You “replied all” on that work email, and no amount setting your computer on fire or crawling under your desk seems to unsend it.

You’re trying to go to sleep and your brain reminds you of that time that you said something dumb when you were eleven years old, which causes an organ in your chest to squish out a double shot of the shame hormone, you reenact Pee Wee Herman’s death scene in Buffy, and you wonder how you can rewind your entire life and fix it.

You claim that a pedal you designed is completely original.

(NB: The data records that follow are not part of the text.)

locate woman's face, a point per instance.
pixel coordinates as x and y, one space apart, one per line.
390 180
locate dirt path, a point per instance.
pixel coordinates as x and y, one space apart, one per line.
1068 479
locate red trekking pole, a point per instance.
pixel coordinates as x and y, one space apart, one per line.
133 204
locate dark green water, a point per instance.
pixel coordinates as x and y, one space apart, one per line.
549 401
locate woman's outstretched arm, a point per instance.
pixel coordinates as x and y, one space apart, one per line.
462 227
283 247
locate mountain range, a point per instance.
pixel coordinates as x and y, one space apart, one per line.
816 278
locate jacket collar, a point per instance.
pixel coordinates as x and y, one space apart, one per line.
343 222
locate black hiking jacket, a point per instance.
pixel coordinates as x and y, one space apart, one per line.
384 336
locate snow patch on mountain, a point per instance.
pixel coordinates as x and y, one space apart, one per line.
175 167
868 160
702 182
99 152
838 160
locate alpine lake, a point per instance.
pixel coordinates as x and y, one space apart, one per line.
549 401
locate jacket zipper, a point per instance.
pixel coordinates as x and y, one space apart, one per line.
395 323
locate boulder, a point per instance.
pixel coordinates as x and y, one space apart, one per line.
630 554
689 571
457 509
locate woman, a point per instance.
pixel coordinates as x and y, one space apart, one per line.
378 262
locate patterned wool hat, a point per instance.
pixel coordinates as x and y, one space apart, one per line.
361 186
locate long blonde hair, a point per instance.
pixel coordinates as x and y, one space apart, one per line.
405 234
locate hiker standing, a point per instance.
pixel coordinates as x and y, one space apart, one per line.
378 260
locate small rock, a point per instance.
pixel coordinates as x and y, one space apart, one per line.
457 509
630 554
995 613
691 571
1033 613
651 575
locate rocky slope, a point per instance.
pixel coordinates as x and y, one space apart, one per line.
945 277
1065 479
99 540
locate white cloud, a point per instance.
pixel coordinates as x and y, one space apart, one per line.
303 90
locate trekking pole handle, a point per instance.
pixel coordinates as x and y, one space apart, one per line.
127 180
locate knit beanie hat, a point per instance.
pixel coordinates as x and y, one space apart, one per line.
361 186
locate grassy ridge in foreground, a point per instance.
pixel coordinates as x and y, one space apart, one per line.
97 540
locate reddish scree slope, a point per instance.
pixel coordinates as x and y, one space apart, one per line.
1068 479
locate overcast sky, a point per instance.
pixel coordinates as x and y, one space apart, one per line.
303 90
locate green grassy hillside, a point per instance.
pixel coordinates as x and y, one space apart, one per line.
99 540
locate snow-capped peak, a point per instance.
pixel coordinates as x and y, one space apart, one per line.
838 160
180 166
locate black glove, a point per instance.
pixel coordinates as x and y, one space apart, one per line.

These are examples of what the children would call “cringe,” as an adjective, since language is entropic. The Cringe pedal is similarly a mess, but makes up for it in volume.

Details

It seems like a bunch of newer guitar pedals are really a couple long-established pedal designs stuck together. Like JHS recently put out a pedal with Electro-Harmonix called the Lizard Queen. In almost the time it took for it to sell out, the pedal nerdiverse had already identified it as Bazz Fuss (a classic DIY fuzz circuit, made of like five parts) and a Pushme Pullyou (an octave up designed by Tim Escobedo). There are some tweaks and part substitutions, but the general topology of those circuits is there. Similarly, the Earthquaker Devices Life Pedal is basically a Green Ringer (a Dan Armstrong octave/quasi-ring mod) into a Rat (classic Pro-Co distortion) with a clean boost. I’m not disparaging the practice—there’s barely anything new in analog pedals, and as long as they’re not going to great lengths to obfuscate it, it doesn’t bother me. In fact, I can do it too:

A family tree of pedals showing how The Cringe borrows from both the Lizard Queen and Life Pedal

The Cringe is basically a Bazz Fuss into a Green Ringer. The Bazz Fuss part has a Darlington transistor for max chaos and is contained (to the extent to which it can be contained) within a blender so that it can mixed with the clean signal. It also has a variable bass cut on the input, lifted from dylan159’s Pinched Face, which makes it sound a little more like a distortion than a wide-open fuzz. The octave section is the Doujin, a collaborative work of the Audio Electronics DIY community, which is an updated Green Ringer plus a bonus fuzz control (which I accidentally named “Moar,” hoping to come up with a better but equally brief label later).

Vital Stats

Weirdly Interactive Controls
“A Handful”
Completely Original
Shame
Adrenal

Sound

There’s a lot going on. The blend control goes from clean to completely-Bazz, so there’s a lot of control on how much fuzz is being fed into the Doujin. The Doujin also has its own fuzz of a slightly different flavor, and they can be mixed to taste. The bass cut is great. I didn’t realize the full potential of it when I was breadboarding and testing it on an amp with a 3″ speaker, but on a real amp, it completely changes the character of the fuzz. I kind of wish that I had put it more upstream in the circuit so that it could affect both halves of the effect. As-built, it’s only on the Bazz Fuss, so if that’s bypassed via the mix knob, the cut doesn’t do anything. In fact, both sources of fuzz can be bypassed to get it back to a classic Green Ringer sound. In my limited time with it, I find myself turning knobs completely one way or the other far more often than with other pedals.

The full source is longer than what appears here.